La spia tedesca e la pietà che vince l'odio
di Andrea Monda da Avvenire 25 aprile 2007
Ogni tanto i giudici degli Oscar del cinema indovinano. Il film del tedesco Florian Henckel von Donnersmarck «Le vite degli altri» è davvero un bel film, struggente e dolente ma anche pieno di profonda consolazione. Mentre guardavo la parabola di questo agente della Stasi che inizia a spiare con disprezzo la vita di uno scrittore e finisce per commuoversi e diventarne l'angelo custode, ecco che una serie di scene, battute, frasi di altri film e romanzi hanno cominciato ad
affollare la mia mente. Innanzitutto mi sono ricordato brano tratto da uno dei grandi romanzi del '900, «Il Potere e la Gloria» di Graham Greene e in particolare la scena in cui il prete protagonista si trova in prigione insieme a una massa di persone tutte ammucchiate al buio.
C'è una donna, una pia donna tutta casa e chiesa che si scandalizza perché un uomo e una donna si stanno accoppiando, quasi animalescamente, in un angolo della grande cella. La donna si lamenta con il prete che, però non riesce a risponderle, a consolarla.
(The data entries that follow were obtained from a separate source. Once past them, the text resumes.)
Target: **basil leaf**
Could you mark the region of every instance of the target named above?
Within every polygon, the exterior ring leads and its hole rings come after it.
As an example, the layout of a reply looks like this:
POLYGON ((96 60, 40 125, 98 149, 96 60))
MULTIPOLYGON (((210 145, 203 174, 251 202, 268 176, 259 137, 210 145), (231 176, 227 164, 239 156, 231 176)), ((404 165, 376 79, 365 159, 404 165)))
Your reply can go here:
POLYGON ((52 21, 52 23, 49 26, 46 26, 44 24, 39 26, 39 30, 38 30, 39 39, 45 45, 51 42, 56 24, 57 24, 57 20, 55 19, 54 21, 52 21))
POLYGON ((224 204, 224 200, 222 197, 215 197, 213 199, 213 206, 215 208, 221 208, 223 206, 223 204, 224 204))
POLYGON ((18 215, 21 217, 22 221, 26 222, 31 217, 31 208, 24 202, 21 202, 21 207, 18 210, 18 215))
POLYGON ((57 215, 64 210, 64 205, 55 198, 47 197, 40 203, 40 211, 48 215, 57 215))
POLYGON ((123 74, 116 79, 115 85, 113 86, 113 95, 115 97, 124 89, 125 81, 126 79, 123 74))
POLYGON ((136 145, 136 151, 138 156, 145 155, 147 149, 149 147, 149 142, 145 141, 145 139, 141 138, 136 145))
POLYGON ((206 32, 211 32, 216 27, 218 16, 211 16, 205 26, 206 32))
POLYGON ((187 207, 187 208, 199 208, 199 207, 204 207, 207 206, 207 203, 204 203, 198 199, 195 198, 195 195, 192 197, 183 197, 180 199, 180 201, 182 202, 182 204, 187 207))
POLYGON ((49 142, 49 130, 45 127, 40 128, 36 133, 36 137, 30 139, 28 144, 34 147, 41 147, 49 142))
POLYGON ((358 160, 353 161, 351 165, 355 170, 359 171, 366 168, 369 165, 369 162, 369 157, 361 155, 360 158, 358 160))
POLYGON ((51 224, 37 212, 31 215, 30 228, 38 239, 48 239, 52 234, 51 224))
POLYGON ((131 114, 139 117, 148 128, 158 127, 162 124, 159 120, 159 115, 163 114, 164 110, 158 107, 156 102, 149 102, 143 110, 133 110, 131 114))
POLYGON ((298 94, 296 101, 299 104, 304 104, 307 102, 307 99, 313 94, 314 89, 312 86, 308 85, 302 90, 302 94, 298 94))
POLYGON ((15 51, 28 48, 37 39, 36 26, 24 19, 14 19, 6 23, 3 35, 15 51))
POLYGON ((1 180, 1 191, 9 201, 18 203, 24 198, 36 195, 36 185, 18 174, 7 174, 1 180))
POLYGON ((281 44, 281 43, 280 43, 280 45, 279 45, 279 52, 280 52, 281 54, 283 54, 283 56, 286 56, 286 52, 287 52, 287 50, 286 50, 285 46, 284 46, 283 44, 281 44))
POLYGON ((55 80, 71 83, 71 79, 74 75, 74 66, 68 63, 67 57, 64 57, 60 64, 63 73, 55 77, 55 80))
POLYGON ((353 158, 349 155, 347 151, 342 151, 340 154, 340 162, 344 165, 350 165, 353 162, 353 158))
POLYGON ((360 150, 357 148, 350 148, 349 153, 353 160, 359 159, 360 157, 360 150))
Scrive Greene: «Egli non poteva vederla nell'oscurità, ma poteva ricordare una quantità di volti dei tempi passati che si adattavano alla sua voce.
Considerando con attenzione un uomo o una donna, si poteva sempre cominciare a provarne pietà... Era una qualità insita nell'immagine di Dio... Quando si erano vedute le rughe agli angoli degli occhi, la forma della bocca, il modo in cui crescevano i capelli, era impossibile odiare. L'odio era semplicemente una mancanza di immaginazione. Di nuovo egli cominciò a risentire una responsabilità enorme per quella pia donna…». Il senso del film tedesco infatti mi sembra possa essere lo stesso: se guardi il volto di un uomo non puoi restare indifferente.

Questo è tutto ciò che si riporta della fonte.